La notion d’insertion est apparue comme une catégorie de l’action publique visant à pallier les défaillances des mécanismes de l’intégration à un niveau essentiellement individuel. L’usage courant du terme serait lié à la publication du rapport SCHWARTZ (1981), faisant de l’insertion socioprofessionnelle des jeunes une priorité. C’est probablement pour la première fois sans doute de manière aussi tranchée, que la question de la transition de l’école à l’emploi est reliée à la notion d’insertion sociale. Il s’agit des conditions sociales de l’entrée dans la vie d’adultes tout en incluant les questions de santé, du logement et des relations entre générations. Il semble cependant, que le terme insertion ait fait son apparition dans la vie politique en 1972. L’insertion désigne alors un état proche de ce que visait déjà le concept plus classique d’intégration. C’est probablement l’instauration du (RMI) Revenu Minimum d’Insertion en 1988 et les débats qui l’ont précédée qui ont contribué à la popularisation du terme mais aussi et surtout son couplage à la notion d’exclusion. Ces deux termes, dans leur usage courant, selon CASTRA (2006), semblent donc adossés à une représentation de la société comme clivée, traversée par une fracture séparant les in et les out, ces derniers étaient caractérisés par leur non insertion sur le marché du travail et une position de marginalité par rapport à la vie socioéconomique. Ainsi ceux qui ne sont pas insérés dans l’emploi, mais qui souhaitent néanmoins travailler sont ceux-là mêmes qui ne sont pas intégrés dans la société et donc exposé à l’exclusion. L’analyse de CASTEL (1995), sur cette nouvelle expression de la question sociale met en évidence la constitution du couplage insertion/exclusion qui remplace totalement le couplage de l’ancienne opposition dominants/dominés issue de la révolution industrielle. L’apparition du couple capitalistes/prolétaires, d’employeurs /employés et celui de patrons/ouvriers ont ouvert la voie d’une société d’ordre où « chacun a sa place et chacun prend sa place » à une société de progrès où « chacun fait sa place et la place fait chacun ». de GAULEJAC et TABOADA LEONETTI (1994) y voient « la lutte des places ».

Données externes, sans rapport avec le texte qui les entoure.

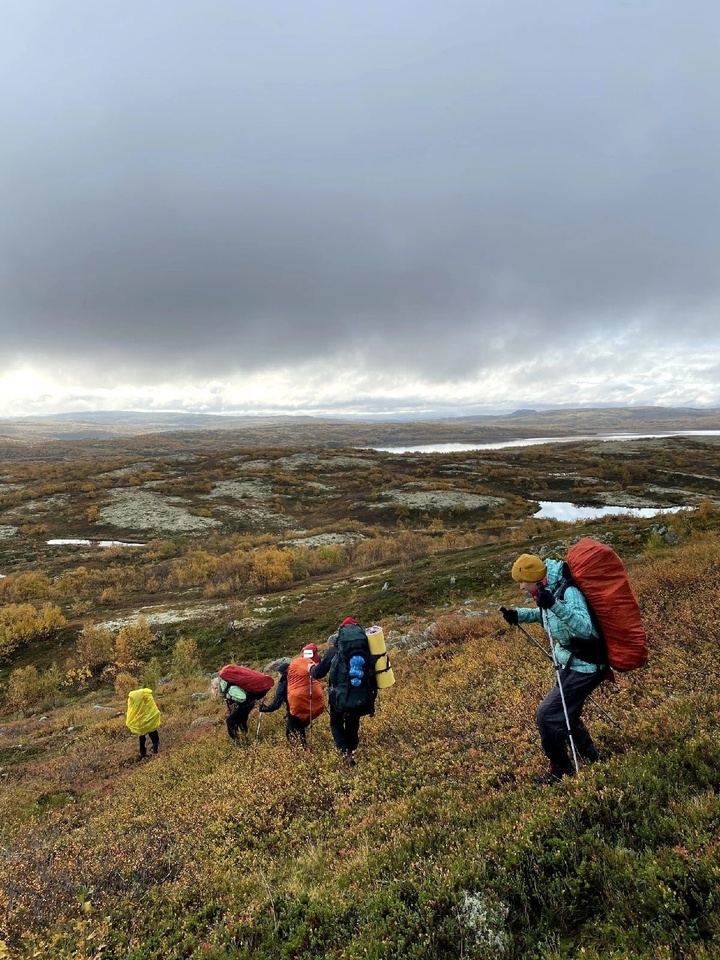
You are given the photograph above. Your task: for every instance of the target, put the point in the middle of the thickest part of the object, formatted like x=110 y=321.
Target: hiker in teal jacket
x=579 y=651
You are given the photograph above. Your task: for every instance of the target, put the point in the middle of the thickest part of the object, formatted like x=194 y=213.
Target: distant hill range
x=326 y=432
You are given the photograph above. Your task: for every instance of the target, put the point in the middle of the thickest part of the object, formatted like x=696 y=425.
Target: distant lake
x=91 y=543
x=569 y=512
x=533 y=441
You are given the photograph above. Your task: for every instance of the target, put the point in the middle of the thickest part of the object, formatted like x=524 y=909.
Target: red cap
x=311 y=652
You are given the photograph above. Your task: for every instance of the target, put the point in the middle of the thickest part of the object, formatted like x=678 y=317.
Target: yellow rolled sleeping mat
x=384 y=676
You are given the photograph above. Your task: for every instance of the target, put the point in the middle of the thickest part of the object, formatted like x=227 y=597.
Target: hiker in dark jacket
x=293 y=690
x=344 y=722
x=580 y=654
x=238 y=705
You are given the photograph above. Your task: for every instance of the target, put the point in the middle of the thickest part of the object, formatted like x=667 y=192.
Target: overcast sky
x=396 y=206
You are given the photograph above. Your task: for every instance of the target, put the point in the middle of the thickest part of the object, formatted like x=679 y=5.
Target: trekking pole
x=562 y=692
x=309 y=736
x=548 y=656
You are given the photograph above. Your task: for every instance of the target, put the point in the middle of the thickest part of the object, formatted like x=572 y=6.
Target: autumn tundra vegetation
x=438 y=843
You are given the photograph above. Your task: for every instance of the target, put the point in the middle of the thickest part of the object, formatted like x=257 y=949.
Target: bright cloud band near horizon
x=382 y=208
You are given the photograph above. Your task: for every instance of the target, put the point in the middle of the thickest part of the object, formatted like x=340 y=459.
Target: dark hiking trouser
x=238 y=717
x=154 y=740
x=345 y=728
x=295 y=729
x=577 y=687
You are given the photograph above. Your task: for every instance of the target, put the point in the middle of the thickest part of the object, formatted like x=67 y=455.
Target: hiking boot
x=553 y=775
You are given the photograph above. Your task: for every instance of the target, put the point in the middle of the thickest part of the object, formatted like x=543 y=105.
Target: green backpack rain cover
x=352 y=674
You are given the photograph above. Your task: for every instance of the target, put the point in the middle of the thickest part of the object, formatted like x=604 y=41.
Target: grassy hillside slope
x=436 y=845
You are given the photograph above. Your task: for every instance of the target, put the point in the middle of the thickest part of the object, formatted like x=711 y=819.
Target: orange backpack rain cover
x=601 y=576
x=299 y=686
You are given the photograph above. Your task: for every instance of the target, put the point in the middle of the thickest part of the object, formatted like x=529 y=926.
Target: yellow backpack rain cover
x=143 y=715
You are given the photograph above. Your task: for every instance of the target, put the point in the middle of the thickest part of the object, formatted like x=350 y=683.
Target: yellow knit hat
x=528 y=569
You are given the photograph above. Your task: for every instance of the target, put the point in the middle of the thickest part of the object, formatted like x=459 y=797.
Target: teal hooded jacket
x=566 y=619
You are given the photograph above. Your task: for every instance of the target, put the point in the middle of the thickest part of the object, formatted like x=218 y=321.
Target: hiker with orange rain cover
x=302 y=696
x=143 y=719
x=579 y=656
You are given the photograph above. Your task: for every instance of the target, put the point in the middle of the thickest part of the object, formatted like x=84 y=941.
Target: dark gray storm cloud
x=218 y=186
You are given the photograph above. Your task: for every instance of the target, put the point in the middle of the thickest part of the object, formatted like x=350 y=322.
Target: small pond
x=92 y=543
x=569 y=512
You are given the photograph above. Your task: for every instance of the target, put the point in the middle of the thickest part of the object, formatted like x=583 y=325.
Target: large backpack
x=601 y=576
x=352 y=675
x=305 y=697
x=251 y=681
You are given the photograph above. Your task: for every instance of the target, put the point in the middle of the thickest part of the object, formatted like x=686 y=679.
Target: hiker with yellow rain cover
x=143 y=719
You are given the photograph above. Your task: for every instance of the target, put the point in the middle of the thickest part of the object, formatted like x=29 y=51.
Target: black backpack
x=352 y=674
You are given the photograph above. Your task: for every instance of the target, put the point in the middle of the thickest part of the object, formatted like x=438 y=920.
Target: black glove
x=545 y=598
x=511 y=616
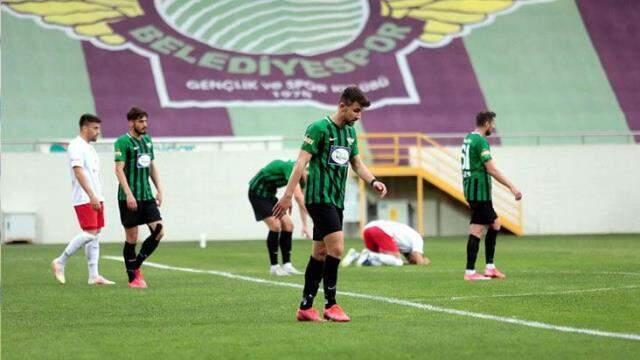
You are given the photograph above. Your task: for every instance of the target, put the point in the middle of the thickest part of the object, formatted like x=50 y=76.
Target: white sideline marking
x=509 y=320
x=545 y=293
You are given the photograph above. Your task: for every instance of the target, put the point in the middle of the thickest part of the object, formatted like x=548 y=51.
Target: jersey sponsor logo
x=209 y=53
x=339 y=155
x=144 y=160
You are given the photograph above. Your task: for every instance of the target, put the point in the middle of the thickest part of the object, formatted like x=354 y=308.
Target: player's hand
x=281 y=207
x=95 y=203
x=380 y=187
x=516 y=193
x=132 y=204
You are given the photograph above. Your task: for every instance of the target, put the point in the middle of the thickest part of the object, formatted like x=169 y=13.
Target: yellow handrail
x=427 y=159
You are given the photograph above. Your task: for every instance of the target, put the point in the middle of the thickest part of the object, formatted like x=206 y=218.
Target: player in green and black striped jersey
x=134 y=158
x=262 y=195
x=330 y=146
x=477 y=169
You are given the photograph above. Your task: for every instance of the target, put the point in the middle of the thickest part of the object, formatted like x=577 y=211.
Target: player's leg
x=383 y=250
x=262 y=209
x=92 y=252
x=129 y=252
x=335 y=247
x=88 y=223
x=130 y=220
x=156 y=232
x=490 y=249
x=272 y=244
x=476 y=227
x=148 y=214
x=286 y=234
x=312 y=278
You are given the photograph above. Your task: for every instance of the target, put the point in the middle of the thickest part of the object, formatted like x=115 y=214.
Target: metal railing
x=437 y=164
x=277 y=142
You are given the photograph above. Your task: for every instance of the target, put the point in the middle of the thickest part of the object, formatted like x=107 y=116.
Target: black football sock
x=129 y=254
x=490 y=244
x=312 y=278
x=473 y=244
x=272 y=247
x=330 y=280
x=285 y=246
x=147 y=248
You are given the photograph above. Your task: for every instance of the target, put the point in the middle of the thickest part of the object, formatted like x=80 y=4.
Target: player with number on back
x=477 y=165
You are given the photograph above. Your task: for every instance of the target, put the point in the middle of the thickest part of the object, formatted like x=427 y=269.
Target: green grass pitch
x=577 y=282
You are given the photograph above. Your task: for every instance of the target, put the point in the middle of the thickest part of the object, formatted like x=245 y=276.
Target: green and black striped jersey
x=271 y=177
x=137 y=156
x=331 y=148
x=475 y=179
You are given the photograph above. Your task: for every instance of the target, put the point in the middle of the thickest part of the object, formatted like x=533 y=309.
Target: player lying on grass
x=386 y=243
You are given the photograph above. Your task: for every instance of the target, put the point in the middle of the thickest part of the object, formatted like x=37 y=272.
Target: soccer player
x=262 y=195
x=134 y=158
x=88 y=201
x=477 y=165
x=386 y=242
x=330 y=145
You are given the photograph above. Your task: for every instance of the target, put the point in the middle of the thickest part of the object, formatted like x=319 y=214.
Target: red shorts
x=377 y=240
x=88 y=218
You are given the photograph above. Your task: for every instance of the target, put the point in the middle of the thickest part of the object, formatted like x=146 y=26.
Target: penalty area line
x=390 y=300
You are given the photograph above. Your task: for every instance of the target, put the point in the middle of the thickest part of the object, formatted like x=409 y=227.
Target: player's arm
x=156 y=182
x=363 y=172
x=418 y=259
x=132 y=204
x=492 y=169
x=284 y=204
x=299 y=197
x=84 y=183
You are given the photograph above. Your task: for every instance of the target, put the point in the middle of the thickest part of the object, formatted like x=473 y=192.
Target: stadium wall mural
x=243 y=67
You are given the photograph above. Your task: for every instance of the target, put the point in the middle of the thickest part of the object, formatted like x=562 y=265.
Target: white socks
x=385 y=259
x=92 y=251
x=76 y=243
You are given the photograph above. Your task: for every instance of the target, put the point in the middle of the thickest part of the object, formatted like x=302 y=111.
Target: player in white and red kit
x=87 y=201
x=386 y=243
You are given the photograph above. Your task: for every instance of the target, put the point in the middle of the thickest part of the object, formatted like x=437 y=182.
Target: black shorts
x=326 y=218
x=482 y=212
x=147 y=213
x=262 y=206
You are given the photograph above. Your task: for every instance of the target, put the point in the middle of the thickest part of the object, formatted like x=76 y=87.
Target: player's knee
x=273 y=225
x=319 y=254
x=496 y=225
x=158 y=232
x=476 y=230
x=336 y=251
x=287 y=226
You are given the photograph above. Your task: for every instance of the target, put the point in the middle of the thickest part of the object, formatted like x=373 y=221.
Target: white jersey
x=82 y=154
x=407 y=239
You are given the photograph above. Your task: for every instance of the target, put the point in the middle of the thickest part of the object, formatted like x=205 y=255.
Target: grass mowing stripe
x=534 y=324
x=546 y=293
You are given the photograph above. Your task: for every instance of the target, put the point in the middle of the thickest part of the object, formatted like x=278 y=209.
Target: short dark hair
x=484 y=116
x=135 y=113
x=354 y=94
x=85 y=119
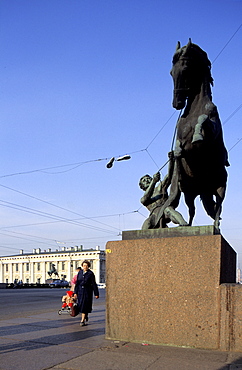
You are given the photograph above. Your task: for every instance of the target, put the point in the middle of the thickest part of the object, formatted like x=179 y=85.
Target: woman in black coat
x=84 y=289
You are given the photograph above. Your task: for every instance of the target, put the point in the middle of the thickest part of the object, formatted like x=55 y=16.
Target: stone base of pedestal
x=166 y=290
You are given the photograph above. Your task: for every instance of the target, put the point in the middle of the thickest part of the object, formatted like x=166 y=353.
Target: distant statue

Pour LABBE (2003), la finalité de l’insertion, l’intégration, est de permettre à la personne-individu de devenir (ou redevenir) une personne-sujet, ce qui recouvre les trois paramètres suivants :

 être en mesure de former son propre projet de vie ;

 disposer des moyens de le réaliser ;

 ne pas être empêché par la société dans la poursuite de cette démarche.

D’une manière générale, une insertion consiste à placer un objet entre deux autres. L’insertion ou réinsertion, est un concept des sciences sociales désignant l’action de mener un individu à ne plus vivre à la marge de la société. C’est un processus qui le conduit à trouver une place reconnue dans la société. L’insertion peut prendre plusieurs faces : insertion professionnelle, sociale, globale.

LIMOGES (1987), présente l’insertion professionnelle comme une stratégie permettant de passer de la condition de non travailleur, à celle de travailleur. Elle se définit par l’existence d’un contrat de travail entre un individu et une structure. L’insertion professionnelle est donc la remise en contact de l’individu avec le milieu de travail ou la réadaptation au marché du travail lui permettant de retrouver une place sociale nouvelle.